For graduate students, returning checked out library books is a ritual central to the process of moving out of town. Measured by the fact that I used my backpack and a couple of canvass bags – and not suitcases – to complete this ritual last week, I feel I paced myself pretty well. I still felt a twinge of unease, however, as I returned Max Weber’s Economy and Society.I had checked this book out of the library about a year ago. At that point I was working on my dissertation proposal and wanted to dig to the base of some of the social science theory I was/am dealing with. But time was tight, and the luxury of reading Weber fell victim to the need to write the proposal itself and get a draft to my committee. And so this two-volume classic sat on my bookshelf, a testament to a task taken up with the best of intentions, but never even remotely completely.
As I returned this book which had sat around the apartment unread for the better part of a year, I had to ask myself if I had just not done anything during that time. Had my dissertation just stood still over the last year?
I think this sense of time standing still is not uncommon among PhD students, especially those who are ABD, and maybe among the people who know them too. Does it ever seem like the answer to the question “So when will you be done?” hasn’t changed in years? How long does it take to write a dissertation anyways? Leaving unread books on your shelf for over a year can’t help speed things a long, can it?

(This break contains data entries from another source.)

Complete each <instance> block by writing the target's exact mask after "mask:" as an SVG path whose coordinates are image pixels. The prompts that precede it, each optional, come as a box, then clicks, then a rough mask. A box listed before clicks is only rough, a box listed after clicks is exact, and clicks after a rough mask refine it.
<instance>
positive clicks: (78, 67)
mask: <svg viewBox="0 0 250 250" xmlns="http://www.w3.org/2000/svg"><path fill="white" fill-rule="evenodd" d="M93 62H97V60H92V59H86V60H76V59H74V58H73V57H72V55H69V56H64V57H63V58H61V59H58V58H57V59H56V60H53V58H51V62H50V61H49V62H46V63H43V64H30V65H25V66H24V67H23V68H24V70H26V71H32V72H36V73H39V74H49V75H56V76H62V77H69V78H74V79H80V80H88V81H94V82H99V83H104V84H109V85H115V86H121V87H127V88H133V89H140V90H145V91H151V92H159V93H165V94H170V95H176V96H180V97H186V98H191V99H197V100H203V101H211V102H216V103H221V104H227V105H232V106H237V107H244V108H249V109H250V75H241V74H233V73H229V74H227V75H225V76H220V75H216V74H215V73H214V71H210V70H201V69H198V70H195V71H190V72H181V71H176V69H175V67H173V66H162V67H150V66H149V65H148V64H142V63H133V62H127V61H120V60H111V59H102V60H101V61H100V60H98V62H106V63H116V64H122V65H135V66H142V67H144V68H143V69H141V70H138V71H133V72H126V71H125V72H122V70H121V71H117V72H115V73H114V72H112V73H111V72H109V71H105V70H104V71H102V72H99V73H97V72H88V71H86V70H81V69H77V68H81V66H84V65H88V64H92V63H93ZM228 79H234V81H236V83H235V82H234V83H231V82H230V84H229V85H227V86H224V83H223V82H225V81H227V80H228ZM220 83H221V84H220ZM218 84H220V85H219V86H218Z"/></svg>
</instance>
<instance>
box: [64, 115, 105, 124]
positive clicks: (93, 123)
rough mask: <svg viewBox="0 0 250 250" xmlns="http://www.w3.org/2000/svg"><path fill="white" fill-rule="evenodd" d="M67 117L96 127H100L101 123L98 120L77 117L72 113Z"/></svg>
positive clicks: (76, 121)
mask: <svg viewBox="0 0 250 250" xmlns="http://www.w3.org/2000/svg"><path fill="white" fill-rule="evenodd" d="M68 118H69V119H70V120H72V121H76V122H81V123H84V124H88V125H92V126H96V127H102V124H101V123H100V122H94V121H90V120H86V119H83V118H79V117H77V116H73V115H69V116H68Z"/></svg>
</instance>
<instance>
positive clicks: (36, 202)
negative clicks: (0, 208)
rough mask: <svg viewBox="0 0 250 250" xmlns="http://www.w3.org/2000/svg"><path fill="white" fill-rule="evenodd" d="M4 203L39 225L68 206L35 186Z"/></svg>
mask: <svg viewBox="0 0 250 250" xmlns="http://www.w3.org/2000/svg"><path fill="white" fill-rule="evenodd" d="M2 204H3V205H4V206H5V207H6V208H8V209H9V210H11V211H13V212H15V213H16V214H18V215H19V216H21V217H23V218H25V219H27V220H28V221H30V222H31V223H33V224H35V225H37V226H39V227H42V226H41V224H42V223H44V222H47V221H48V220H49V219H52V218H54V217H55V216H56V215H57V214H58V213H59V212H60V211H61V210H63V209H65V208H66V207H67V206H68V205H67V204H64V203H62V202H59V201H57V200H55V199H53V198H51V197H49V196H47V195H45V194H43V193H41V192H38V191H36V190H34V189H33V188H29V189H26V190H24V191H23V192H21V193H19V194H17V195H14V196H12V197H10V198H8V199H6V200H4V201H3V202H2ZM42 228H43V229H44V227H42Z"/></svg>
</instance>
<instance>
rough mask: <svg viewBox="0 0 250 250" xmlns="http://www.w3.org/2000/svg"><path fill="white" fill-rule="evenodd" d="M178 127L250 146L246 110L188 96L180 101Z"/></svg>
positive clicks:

But looking back, time hasn’t just stood still for me. At this time last year, I was just getting ready to send a draft of my proposal to my committee so we could set a date for the defense, the last hurdle before getting ABD. I hadn’t even submitted the first of my fellowship applications, let alone gotten the good news that I had funding for a year in China. Since I checked out Economy and Society, I’ve completed over half of my teaching requirements, taken another year of Japanese, etc.
One of the things I’ve found as a graduate student is that measuring my progress on a day-by-day or even week-by-week basis can be maddening. Even when I feel I’ve been productive, it can feel like just a small drop in an infinitely large bucket. If I look at what I’ve done over the past month or year, though, I can start to trace significant developments in my work. The irony, then, is that while thinking long term can seem scary at first, I actually find it to be a useful retreat from the daily and mundane.
Now I’m headed overseas for a year of archival research. I’m leaving Weber behind, but I’m taking all the valuable preparatory work I’ve done with me. Even though there have been a quite few days that have felt like running in place, I know I’m in a much better position now than I was year ago to do the work I need to in the archives. I hope a year from now I’ll be able to say the same thing about writing the dissertation.